После этого с нудизма было снято табу, что сделало жизнь в маленьком доме гораздо удобнее. Это начинало казаться мне вполне естественным полагаю, им тоже. Подобная скромность с моей стороны была неуместной в наших отношениях. Когда к нам однажды забрели туристы, сбившиеся с пути, нас настолько не тревожила наша нагота, что мы даже не попытались прикрыть ее. И лишь позже мы поняли, почему люди в машине были так потрясены и поторопились уехать.
Но существовал один вопрос, которого мы не касались: я никогда не заговаривал с Джеком о его работе в физике и не выяснял причин, почему он от нее отказался.
Иногда он интересовался моими делами, задавая пару туманных вопросов, провоцируя меня на рассуждения. Предполагаю, с его стороны это был терапевтический сеанс, потому что Джек отлично знал, что я приезжал к ним, когда попадал в тупик, и надеялся, что сможет поддержать меня. Его мало интересовали текущие события. В доме я не видел знакомых катушек «Научного обозрения» или «Научного обзора писем». Складывалось впечатление, что он демонстрировал свое полное равнодушие к науке. Я пытался представить, что из себя представляла бы моя жизнь, если бы я отказался от физики. А Джек это сделал, я не знал почему, а спрашивать не решался. Если когда-нибудь и наступит откровение — это должно произойти по его инициативе.

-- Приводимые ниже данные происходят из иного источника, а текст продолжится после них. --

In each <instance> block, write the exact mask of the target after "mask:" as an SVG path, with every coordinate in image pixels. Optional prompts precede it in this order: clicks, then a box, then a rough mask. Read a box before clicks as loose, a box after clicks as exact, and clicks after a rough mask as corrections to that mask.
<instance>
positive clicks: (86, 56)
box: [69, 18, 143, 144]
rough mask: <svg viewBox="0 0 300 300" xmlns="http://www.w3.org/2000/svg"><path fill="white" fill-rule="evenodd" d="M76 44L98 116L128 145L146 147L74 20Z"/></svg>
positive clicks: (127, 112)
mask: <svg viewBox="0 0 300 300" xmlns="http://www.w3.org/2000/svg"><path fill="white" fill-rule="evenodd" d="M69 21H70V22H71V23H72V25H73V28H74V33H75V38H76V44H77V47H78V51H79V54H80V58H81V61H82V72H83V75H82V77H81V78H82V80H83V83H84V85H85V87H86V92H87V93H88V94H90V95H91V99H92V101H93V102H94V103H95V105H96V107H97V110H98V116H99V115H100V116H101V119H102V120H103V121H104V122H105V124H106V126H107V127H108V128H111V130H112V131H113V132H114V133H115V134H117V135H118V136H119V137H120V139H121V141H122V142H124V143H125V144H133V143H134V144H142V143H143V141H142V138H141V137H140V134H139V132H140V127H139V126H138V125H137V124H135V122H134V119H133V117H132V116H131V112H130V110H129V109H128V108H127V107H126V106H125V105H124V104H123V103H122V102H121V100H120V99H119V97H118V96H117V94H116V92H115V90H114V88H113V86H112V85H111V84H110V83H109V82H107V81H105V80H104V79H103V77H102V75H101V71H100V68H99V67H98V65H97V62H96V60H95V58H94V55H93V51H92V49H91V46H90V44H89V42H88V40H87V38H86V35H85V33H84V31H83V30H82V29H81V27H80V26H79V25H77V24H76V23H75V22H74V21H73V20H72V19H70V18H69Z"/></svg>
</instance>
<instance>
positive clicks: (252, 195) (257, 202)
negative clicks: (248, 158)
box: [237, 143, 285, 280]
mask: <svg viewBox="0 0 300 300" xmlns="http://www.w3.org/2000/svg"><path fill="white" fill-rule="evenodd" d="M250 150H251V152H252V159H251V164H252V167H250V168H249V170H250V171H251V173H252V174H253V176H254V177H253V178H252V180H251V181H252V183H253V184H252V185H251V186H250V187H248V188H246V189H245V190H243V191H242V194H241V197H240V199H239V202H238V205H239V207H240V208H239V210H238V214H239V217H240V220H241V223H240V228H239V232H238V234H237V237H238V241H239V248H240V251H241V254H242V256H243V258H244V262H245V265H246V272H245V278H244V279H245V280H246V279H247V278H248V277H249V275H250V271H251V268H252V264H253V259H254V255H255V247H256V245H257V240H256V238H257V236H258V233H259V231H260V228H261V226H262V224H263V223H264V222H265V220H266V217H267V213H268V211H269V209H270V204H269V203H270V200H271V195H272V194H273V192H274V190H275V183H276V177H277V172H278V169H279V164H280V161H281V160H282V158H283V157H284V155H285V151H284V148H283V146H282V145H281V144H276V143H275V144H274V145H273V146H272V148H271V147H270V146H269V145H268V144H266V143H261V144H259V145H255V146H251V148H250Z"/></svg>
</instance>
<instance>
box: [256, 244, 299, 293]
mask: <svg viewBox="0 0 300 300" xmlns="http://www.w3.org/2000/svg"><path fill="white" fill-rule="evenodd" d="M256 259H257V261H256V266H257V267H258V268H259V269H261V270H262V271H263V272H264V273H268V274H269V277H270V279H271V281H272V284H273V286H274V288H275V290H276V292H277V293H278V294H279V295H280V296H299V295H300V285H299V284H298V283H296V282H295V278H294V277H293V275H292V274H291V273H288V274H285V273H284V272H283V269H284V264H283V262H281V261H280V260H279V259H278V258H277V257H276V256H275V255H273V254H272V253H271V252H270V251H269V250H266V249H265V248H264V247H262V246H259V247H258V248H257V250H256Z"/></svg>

Они с Ширли вели спокойную и самостоятельную жизнь в своем уединенном мирке. Они много читали, у них была обширная музыкальная фонотека. Они снабдили себя всем необходимым оборудованием, чтобы заниматься ваянием. Ширли была прекрасным скульптором. Некоторые ее работы были замечательными. Джек писал стихи, которые я не понимал, время от времени посылал различные эссе об уединенном образе жизни в национальные журналы и утверждал, что работает над огромным философским томом, рукописи которого я никогда не видел. В основном, я полагаю, это были люди свободные, — они просто ушли в себя, мало производя и мало потребляя. И при этом были счастливы. По воле случая у них не было детей. Они покидали свое убежище не чаще двух раз в год, совершая кратковременные поездки в Нью-Йорк, Сан-Франциско, или Лондон, торопясь поскорее вернуться обратно. У них было четверо или пятеро друзей, которые время от времени навещали их, но я ни разу ни с кем из них не встречался. Наверное потому, что был к ним ближе всех. Большую часть времени Джек и Ширли проводили вдвоем, и это общение было главным для обоих. С одной стороны, они были открыты, эти двое детей природы, разгуливающие нагишом в необитаемом месте под раскаленным солнцем, совершенно недосягаемы для мира, который отвергли. С другой стороны, я не мог постичь всю сложность их отречения. Даже моя любовь к ним и ощущение того, что они являются частью меня, как и я — частью их, были заблуждением. Они были какими-то чужеродными, существовали, отвергнутые миром, потому что к нему не принадлежали. Самое лучшее для них было жить в изоляции.